Judge orders ad to be placed in Manchester newspaper for Irishwoman missing for 21 years

Ellen Coss Brown is a beneficiary of a €372k estate.

A JUDGE HAS ordered that an ad be placed in a leading Manchester newspaper in a bid to track down a woman missing for 21 years. 

Ellen Coss Brown, from Ballyfermot in Dublin, disappeared over two decades ago while returning home from Holyhead. 

Ellen, who would now be 72, is a significant beneficiary in a €372,000 estate and her brother, James Brown, who is administering the final will of a family member, asked the court for directions.

Judge John O’Connor directed that an advertisement be placed in a leading Manchester newspaper asking her to contact her family and seeking any possible information that may remain with regard to her possible whereabouts.

Ellen was 51 when she went missing. The mum of one had been staying with her sister Bertha Lee in Langley, Middleton, who waved goodbye to her on November 3, 1999 at Piccadilly Rail Station in Manchester as she left for Holyhead to catch the ferry back home to Dublin – a trip she had made many times.

Sadly it was the last time her sister, or anyone else, would see Ellen despite searches by police in Wales and England and Gardai in Dublin. Bertha has since passed away without having seen or heard from Ellen again.

Ellen’s son Peter was living in Penge, South London, at the time and spoke to his mum the night before she went missing. He remembered her telling him at the end of the phone call that she loved him although this was something she would often say to him.

About a year after she went missing, Peter and his aunt Bertha had to view a body in Bournemouth that had been in the water for some time. He did not think it looked like her. The family gave DNA samples and after an anxious wait it turned out not to be Ellen.

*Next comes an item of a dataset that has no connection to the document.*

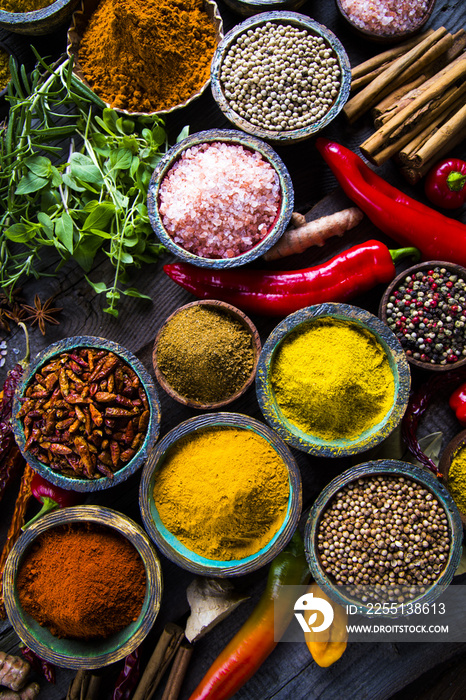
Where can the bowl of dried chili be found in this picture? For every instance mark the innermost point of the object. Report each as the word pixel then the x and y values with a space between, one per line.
pixel 86 414
pixel 82 587
pixel 332 380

Ellen’s brother Tom Brown often travelled to Holyhead hoping he might find her and spent months trawling the streets of Dublin in a desperate bid to locate his missing sister.

He was told there was a lookalike of her in Dublin and he slept rough to gain the trust of the homeless community as he wanted to see this woman, He did see her and she was very like his sister but not her. It was only one of several sightings of her in Dublin but none of them turned out to be her.

Ellen had two brothers James and Thomas and her sister Bertha Lee. Now James, the administrator of the bachelor estate of a family member is seeking the court’s assistance in finally wrapping up distribution of the estate.

Judge O’Connor told barrister Karl Dowling he would adjourn the matter until July when further directions would be considered by the court in the event of no further trace of Ellen being found.